Raymond Delacy Adams


Raymond Delacy Adams was an American neurologist and neuropathologist. He was Bullard Professor of Neuropathology at Harvard Medical School and chief of neurology at Massachusetts General Hospital. Along with Maurice Victor, Adams was the author of Adams and Victor's Principles of Neurology.
Born near Portland, Oregon, Adams was the son of William Henry Adams and Eva Mabel Morriss. He graduated from the University of Oregon with a degree in Psychology. He received his M.D. from the Duke University School of Medicine in 1936. Adams became chief of neurology at Massachusetts General in 1951 retiring in 1977. Adams had an encyclopedic knowledge of adult neurology, pediatric neurology, and neuropathology and is widely regarded as a pre-eminent neurologist of the mid-20th century. He was elected a Fellow of the American Academy of Arts and Sciences in 1955. He helped found the Eunice Kennedy Shriver Center for Mental Retardation.
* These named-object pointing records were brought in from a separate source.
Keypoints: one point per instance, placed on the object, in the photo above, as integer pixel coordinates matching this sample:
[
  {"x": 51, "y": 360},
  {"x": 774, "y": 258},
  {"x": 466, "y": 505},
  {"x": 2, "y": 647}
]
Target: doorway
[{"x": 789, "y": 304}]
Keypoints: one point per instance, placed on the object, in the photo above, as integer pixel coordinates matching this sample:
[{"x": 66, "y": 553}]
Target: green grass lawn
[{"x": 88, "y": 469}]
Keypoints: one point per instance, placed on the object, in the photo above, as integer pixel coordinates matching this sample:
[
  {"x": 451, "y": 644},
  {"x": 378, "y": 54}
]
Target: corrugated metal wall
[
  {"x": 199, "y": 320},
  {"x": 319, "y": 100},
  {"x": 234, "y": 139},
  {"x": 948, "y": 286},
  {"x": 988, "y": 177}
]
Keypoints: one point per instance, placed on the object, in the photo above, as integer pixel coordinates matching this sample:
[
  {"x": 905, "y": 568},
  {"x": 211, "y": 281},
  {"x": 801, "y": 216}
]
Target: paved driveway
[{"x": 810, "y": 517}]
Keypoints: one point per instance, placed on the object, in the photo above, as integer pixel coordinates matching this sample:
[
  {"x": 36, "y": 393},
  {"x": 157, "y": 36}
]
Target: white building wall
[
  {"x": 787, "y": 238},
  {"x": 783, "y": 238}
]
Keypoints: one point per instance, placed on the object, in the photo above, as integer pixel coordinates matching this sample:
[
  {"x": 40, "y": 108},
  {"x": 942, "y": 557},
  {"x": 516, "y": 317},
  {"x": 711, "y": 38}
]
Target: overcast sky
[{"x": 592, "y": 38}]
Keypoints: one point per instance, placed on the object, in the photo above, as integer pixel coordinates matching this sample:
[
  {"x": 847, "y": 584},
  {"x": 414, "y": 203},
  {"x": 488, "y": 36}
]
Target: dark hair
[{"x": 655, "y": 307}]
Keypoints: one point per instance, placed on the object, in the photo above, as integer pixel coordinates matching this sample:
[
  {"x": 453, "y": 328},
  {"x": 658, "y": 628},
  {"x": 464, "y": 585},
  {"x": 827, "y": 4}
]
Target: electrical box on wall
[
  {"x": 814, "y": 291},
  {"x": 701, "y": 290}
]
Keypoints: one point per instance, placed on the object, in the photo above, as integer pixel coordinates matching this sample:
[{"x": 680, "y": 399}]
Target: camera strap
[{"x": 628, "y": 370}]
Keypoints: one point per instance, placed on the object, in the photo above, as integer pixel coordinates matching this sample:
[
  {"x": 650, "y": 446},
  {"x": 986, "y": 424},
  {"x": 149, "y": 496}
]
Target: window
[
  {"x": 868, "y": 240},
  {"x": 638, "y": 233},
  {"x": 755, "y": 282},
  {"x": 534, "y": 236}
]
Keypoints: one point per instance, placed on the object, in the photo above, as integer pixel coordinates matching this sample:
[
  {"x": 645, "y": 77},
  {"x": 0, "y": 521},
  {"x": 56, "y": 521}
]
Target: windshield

In 1949, together with Joseph Michael Foley he described negative myoclonus and in 1953 they coined the term asterixis. In 1963 the Australian neurologist James Waldo Lance described together with him the posthypoxic myoclonus later called Lance-Adams syndrome. Adams, in collaboration with Dr. C. Miller Fisher, made contributions to the field of cerebrovascular disease, the syndrome of "transient global amnesia", and in 1965 he published an article in the New England Journal of Medicine describing the syndrome of "normal pressure hydrocephalus". Adams also first described central pontine myelinolysis.
Adams died in Boston of congestive heart failure aged 97.